[Tagging] Opening hours syntax for non Gregorian calendar
Paul Allen
pla16021 at gmail.com
Sat May 18 13:28:54 UTC 2019
On Sat, 18 May 2019 at 12:01, Simon Poole <simon at poole.ch> wrote:
>
> As I've pointed out before the one thing that is unproblematic to add are
> more variable date public holidays, right now there is only easter
> defined, adding ramadan for example would be no problem.
>
Syntactically, probably not a problem. Calculation of the astronomical
events is well-defined.
Interpreting those events is not: In some schools of Islam, calculation
suffices; in others
visual confirmation is required. The two can (and often do) differ by a
day. Possibly
solvable by having ramadan_x and ramadan_y. Or just by ignoring the
problem and stating
that "ramadan" means local definition of Ramadan, whatever that happens to
be.
Note also that whilst opening_hours blithely defines "easter," the date on
which it falls
differs between the Catholic and Orthodox churches. When a country
celebrates
Easter depends upon religious factors.
Can we just ignore the problem? For Easter, maybe. Data consumers could
build in
country-specific rules defining if Easter is Orthodox or Catholic. Along
with astronomical
calculations, that would allow an app to say "This office in a different
country from you is
closed because it follows a different definition of Easter from your
location." Not so easy
for Ramadan defined by visual observation.

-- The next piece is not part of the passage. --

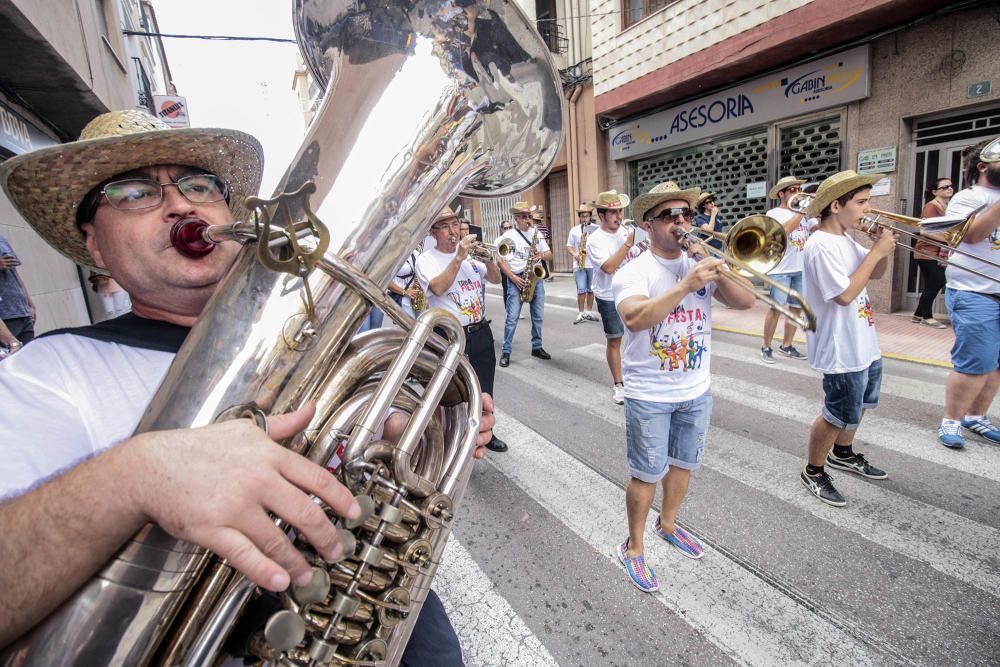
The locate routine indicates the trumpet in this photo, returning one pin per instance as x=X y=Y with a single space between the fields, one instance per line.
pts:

A bigger problem, as I see it, is that cultures using the luni-solar
calendar often have days of
the week that begin at sunset, not midnight. Especially important in
religious observances:
the Jewish Sabbath starts at sunset on Friday. In the current scheme, "Su
off" is not strictly
necessary (it can be inferred) but to be fair to other cultures you'll need
to be able to specify
Sabbath (the obvious abbreviation has a clash) and similar days in other
cultures.
These are just the problems I know of. I doubt that is all of them.